Domestic team information
- 2001: Kent Cricket Board

Career statistics
| Competition | LA |
| Matches | 4 |
| Runs scored | 91 |
| Batting average | 91.00 |
| 100s/50s | –/1 |
| Top score | 50* |
| Balls bowled | – |
| Wickets | – |
| Bowling average | – |
| 5 wickets in innings | – |
| 10 wickets in match | – |
| Best bowling | – |
| Catches/stumpings | –/– |
- Source: Cricinfo, 13 November 2010

= Lewis Jenkins =

English cricketer

Lewis James Philip Jenkins (born 15 November 1981) is an English cricketer. Jenkins is a right-handed batsman who bowls slow left-arm orthodox. He was born at Canterbury, Kent.

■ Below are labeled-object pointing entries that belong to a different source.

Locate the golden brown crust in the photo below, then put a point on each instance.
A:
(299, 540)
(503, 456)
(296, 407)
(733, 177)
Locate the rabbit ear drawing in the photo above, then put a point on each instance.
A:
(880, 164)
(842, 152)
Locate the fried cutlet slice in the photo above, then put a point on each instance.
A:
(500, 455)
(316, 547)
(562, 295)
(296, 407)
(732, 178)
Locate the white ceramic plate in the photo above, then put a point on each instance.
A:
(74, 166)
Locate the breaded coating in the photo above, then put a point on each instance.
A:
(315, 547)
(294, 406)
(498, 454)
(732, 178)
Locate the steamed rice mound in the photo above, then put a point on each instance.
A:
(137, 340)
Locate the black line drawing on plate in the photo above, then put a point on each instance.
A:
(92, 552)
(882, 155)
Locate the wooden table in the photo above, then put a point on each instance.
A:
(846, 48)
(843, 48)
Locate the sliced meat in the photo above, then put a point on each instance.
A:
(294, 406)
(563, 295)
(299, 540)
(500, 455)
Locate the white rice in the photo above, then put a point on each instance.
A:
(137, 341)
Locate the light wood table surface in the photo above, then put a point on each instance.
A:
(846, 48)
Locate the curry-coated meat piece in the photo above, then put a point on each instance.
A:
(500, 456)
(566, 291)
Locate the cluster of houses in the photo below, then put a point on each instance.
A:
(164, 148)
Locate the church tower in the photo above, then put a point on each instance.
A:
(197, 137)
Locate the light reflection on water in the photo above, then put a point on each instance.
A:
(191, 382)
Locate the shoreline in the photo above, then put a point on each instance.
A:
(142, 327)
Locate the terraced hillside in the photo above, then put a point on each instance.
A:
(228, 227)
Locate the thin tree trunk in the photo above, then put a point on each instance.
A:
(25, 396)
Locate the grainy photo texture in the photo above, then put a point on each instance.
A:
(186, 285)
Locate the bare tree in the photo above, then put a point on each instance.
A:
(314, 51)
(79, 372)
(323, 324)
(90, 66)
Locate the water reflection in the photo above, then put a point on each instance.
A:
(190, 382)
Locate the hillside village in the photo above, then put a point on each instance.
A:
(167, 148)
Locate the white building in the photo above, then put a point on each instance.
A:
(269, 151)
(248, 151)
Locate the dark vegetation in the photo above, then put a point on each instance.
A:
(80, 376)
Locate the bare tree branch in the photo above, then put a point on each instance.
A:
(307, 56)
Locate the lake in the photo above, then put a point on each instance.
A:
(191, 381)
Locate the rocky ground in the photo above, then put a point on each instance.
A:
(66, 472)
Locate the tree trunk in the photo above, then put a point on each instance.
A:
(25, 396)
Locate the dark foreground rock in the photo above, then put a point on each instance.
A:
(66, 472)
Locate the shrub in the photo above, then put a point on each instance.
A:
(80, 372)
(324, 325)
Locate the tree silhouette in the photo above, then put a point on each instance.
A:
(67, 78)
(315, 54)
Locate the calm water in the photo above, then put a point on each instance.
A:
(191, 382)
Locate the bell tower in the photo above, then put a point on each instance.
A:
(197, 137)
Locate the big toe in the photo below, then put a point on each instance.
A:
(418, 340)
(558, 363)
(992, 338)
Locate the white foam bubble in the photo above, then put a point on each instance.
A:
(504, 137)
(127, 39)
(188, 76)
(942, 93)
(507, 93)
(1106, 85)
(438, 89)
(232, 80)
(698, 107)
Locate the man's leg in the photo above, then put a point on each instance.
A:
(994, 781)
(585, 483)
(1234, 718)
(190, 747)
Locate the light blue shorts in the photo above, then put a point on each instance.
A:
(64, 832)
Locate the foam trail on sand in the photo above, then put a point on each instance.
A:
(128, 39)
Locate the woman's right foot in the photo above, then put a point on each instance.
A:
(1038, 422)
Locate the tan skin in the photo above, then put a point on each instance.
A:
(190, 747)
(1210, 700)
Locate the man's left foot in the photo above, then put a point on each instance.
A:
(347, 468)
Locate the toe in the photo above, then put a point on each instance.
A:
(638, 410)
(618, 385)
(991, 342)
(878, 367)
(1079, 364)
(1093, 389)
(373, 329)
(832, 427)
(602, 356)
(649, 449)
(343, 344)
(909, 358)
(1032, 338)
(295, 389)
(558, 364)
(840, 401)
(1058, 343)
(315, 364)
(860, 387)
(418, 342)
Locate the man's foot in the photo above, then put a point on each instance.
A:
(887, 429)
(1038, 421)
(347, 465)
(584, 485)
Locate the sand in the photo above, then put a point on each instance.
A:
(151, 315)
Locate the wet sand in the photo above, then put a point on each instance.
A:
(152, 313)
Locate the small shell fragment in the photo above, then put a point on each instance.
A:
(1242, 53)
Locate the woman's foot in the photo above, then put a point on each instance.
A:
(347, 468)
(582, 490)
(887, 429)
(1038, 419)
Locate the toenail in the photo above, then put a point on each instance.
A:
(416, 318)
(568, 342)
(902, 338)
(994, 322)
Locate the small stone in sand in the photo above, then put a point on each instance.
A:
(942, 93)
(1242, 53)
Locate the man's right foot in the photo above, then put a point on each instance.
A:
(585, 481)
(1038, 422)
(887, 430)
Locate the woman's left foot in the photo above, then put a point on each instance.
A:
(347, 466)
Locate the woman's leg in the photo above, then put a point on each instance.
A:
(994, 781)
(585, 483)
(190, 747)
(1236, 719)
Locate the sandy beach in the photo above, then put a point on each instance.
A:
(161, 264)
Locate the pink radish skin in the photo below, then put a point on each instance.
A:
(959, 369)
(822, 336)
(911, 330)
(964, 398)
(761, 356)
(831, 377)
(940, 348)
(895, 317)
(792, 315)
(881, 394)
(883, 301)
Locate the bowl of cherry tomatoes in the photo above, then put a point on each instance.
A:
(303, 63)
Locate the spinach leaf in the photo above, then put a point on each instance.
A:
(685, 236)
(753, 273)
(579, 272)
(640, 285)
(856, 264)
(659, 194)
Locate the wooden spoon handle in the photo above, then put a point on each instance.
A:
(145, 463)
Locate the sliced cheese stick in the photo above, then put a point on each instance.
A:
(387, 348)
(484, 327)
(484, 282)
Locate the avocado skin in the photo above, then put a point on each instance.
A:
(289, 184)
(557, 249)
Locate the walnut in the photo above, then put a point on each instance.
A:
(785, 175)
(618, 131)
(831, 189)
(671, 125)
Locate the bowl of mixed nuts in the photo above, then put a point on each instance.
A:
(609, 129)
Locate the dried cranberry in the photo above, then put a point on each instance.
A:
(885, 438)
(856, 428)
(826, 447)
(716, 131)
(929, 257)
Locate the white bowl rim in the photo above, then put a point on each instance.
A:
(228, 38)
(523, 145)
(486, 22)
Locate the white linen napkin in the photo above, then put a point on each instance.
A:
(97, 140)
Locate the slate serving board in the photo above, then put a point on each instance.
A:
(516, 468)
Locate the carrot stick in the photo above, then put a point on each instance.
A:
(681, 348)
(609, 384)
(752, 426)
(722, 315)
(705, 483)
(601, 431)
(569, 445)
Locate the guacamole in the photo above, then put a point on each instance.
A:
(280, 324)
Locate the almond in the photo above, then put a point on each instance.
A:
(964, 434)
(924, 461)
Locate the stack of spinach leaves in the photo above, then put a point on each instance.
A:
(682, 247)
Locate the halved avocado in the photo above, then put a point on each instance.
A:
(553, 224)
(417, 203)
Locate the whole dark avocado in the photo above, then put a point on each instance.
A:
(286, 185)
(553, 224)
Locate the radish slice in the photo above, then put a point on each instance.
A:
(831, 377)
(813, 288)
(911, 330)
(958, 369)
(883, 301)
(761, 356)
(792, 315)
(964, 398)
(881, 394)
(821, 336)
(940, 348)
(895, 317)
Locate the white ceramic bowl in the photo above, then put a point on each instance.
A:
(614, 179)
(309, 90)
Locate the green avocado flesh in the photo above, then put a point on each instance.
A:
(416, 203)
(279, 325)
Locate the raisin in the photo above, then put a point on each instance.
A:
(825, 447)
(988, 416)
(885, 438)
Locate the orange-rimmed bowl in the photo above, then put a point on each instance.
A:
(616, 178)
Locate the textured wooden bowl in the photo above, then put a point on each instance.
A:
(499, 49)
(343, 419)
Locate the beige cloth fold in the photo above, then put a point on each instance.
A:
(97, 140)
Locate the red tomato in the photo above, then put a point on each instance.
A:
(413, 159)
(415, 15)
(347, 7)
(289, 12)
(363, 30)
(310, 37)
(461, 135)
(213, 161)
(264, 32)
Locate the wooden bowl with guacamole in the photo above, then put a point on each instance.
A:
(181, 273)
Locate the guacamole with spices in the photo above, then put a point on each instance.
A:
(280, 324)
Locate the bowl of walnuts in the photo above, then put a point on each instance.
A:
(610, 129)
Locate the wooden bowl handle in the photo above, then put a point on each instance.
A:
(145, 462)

Jenkins represented the Kent Cricket Board in List A cricket. His debut List A match came against the Hampshire Cricket Board in the 2001 Cheltenham & Gloucester Trophy. During the 2001 season, he represented the Board in 4 List A matches, the last of which came against the Leicestershire Cricket Board in the 2nd round of the 2002 Cheltenham & Gloucester Trophy which was played in 2001. In his 4 List A matches, he scored 91 runs at a batting average of 91.00, with a single half century high score of 50*. It was this unbeaten score which gave him such a high average.

He currently plays club cricket for St Lawrence Cricket Club in the Kent Cricket League.